Alastair Mactaggart. Does the name mean anything to you? It should. This wealthy California real estate investor just did something that Congress hasn’t done, and even the California legislature wasn’t willing to do, until they were threatened. Mr. Mactaggart got the most restrictive data privacy law in the country passed in less than 72 hours in California.
How did this happen? With $3.5 million of his own money, Mr. Mactaggart funded an effort to get an initiative on the California ballot that would have established extreme data privacy standards for companies doing businesses in the state. It would have also prevented the California legislature from amending the law unless such amendments were “passed by a vote of seventy percent of the members of each house and signed by the Governor, provided that such amendments are consistent with and further the intent of this Act.” Sound familiar? That is essentially the same restriction that applies to every Arizona voter-approved initiative.
The threat of a looming filing deadline for this ballot initiative caused the California legislature to rush through a bill last month to satisfy Mr. Mactaggart and get him to drop his initiative.
So, what does this mean for us in Arizona? While we have also seen an increase in statewide initiatives being filed in Arizona by well-funded interests, this data privacy standoff in California represents a truly frightening new twist in “policy-making by the ballot.” Like the California data privacy initiative, more and more of the initiatives being filed in Arizona are not simple, easy to understand questions being advocated by droves of unhappy voters. Rather, they are complex policy issues being pushed by individuals and advocacy groups, a growing number of them from out of state. These initiatives often require extensive and confusing statutory language that most voters are unfamiliar with. Soundbite campaign messages are simply insufficient to allow voters to act as lawmakers on these complex initiatives. TV ads and mailer campaigns are no replacement for sound policymaking, which requires fact finding, robust debate, stakeholder input and most importantly, the opportunity to change and improve a policy proposal.

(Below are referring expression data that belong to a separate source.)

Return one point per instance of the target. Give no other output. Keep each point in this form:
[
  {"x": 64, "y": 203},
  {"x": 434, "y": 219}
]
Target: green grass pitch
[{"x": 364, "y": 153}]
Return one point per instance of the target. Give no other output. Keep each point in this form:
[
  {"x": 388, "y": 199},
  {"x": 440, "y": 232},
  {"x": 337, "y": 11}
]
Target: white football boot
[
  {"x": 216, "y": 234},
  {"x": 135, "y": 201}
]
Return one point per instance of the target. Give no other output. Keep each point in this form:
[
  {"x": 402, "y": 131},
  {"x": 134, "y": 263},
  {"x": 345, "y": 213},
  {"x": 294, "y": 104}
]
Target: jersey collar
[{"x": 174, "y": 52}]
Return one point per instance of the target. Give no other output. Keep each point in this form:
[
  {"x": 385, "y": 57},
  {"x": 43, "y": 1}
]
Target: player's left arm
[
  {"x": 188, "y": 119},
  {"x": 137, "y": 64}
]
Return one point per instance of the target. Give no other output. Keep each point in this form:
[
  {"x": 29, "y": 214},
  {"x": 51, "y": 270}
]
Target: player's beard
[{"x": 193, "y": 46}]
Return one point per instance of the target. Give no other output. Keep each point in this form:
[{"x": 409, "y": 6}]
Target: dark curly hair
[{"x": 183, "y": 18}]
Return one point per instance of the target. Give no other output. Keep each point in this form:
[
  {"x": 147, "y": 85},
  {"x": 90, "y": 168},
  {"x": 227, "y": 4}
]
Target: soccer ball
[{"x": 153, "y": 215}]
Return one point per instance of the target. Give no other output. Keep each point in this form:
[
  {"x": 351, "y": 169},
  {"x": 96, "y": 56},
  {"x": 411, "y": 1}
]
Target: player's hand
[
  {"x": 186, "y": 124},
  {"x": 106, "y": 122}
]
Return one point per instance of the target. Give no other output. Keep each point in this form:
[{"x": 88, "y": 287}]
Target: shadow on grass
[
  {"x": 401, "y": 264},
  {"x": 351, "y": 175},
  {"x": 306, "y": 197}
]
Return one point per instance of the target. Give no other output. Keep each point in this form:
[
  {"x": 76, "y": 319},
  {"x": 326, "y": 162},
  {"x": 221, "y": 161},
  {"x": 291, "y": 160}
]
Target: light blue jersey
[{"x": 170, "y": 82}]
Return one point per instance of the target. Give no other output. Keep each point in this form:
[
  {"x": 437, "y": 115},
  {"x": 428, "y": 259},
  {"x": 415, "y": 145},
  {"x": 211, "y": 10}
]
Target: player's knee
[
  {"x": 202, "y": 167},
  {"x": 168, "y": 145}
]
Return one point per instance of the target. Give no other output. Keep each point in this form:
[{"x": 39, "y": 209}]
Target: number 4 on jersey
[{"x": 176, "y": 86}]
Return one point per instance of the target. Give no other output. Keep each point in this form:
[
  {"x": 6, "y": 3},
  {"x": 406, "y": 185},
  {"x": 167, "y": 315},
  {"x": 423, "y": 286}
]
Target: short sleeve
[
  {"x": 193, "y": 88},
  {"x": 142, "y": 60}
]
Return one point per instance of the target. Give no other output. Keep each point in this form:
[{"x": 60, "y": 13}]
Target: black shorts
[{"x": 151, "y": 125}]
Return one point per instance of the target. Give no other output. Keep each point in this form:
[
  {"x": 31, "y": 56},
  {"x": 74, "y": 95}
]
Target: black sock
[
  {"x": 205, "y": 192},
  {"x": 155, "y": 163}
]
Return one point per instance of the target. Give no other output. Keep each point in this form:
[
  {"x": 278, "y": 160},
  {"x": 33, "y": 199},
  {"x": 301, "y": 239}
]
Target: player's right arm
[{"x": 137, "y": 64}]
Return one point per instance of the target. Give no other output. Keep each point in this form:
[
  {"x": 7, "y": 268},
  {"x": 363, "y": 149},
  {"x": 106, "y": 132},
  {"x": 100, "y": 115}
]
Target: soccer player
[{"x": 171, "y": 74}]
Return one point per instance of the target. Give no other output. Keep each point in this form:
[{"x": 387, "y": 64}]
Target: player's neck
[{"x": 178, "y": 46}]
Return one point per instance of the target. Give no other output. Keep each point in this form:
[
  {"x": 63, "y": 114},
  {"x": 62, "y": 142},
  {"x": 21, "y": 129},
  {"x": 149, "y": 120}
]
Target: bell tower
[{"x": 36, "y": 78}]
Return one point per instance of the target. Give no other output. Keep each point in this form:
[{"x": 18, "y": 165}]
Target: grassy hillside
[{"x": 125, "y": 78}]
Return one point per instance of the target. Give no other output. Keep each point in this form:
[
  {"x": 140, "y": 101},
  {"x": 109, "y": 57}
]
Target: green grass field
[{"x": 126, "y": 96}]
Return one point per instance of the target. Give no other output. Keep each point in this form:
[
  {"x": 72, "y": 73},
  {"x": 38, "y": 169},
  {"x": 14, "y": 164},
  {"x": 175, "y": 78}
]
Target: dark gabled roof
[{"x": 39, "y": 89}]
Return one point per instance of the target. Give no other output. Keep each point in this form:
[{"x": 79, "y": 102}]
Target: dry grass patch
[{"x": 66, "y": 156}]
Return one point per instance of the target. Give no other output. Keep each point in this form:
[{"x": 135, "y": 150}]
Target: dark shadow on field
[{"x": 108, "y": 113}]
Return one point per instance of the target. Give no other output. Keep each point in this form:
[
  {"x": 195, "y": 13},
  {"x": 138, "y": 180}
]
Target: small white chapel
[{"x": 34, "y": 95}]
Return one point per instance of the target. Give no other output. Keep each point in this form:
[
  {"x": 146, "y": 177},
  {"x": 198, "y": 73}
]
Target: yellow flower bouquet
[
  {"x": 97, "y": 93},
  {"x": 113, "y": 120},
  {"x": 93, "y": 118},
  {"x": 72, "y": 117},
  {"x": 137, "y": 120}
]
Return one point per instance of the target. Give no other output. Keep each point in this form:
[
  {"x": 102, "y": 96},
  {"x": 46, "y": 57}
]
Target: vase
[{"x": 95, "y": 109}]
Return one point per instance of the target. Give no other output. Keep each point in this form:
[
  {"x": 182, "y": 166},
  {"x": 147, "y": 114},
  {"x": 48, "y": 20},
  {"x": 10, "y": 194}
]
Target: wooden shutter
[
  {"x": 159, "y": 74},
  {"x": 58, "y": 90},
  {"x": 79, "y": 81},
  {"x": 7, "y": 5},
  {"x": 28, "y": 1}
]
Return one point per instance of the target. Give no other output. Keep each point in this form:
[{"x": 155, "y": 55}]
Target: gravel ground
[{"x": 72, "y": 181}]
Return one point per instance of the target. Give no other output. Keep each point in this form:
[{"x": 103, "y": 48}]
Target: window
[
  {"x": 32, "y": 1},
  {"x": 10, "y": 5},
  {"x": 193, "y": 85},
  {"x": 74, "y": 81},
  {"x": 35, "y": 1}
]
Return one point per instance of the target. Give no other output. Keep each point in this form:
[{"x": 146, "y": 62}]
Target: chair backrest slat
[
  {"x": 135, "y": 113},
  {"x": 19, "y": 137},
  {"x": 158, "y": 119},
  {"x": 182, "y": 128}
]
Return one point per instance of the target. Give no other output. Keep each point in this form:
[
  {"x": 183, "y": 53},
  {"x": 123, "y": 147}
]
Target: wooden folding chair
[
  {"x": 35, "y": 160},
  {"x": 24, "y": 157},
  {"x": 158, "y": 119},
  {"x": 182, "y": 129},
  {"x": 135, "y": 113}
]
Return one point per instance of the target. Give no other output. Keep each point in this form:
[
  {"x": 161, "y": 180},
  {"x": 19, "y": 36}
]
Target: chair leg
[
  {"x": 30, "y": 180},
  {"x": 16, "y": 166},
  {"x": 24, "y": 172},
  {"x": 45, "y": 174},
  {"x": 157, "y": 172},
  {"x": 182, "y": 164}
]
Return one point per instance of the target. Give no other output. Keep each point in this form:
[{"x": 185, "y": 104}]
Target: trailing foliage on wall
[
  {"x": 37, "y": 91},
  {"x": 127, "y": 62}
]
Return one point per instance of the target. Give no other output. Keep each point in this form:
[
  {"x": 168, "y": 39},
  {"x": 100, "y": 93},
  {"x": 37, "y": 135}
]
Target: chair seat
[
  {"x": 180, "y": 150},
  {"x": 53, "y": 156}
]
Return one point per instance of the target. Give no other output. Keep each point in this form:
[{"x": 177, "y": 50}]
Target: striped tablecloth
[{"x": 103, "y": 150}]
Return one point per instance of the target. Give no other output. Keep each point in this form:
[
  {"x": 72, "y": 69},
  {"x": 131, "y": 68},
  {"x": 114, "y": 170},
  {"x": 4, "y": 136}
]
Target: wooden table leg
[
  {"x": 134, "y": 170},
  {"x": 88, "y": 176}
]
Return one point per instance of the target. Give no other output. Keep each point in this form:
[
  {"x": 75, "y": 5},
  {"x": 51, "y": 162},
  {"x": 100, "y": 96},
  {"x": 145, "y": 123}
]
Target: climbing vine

The recent California experience demonstrates the danger of a single-shot vote on a complex ballot proposal. Even after legislative debate and process–although abbreviated–the California legislature wisely delayed the effective date of the new data privacy law so that unaddressed issues and mistakes in the rushed bill could be amended next year before the law takes effect.
No matter how good a petition signature gatherer or campaign mailer can make an initiative sound, we can’t afford to have badly drafted initiatives getting put in front of voters by someone with an agenda, a pile of money and a good soundbite to get people to sign a petition. The stakes are too high and the consequences too great. Likewise, we can’t afford to have someone with those same assets have the ability to extort rushed or bad policy out of our legislature. Just ask California how that is working out for them.
Susan Anable is the Chair of the Arizona Chamber of Commerce and Industry and Vice President of Public and Government Affairs, Cox Communications Southwest Region.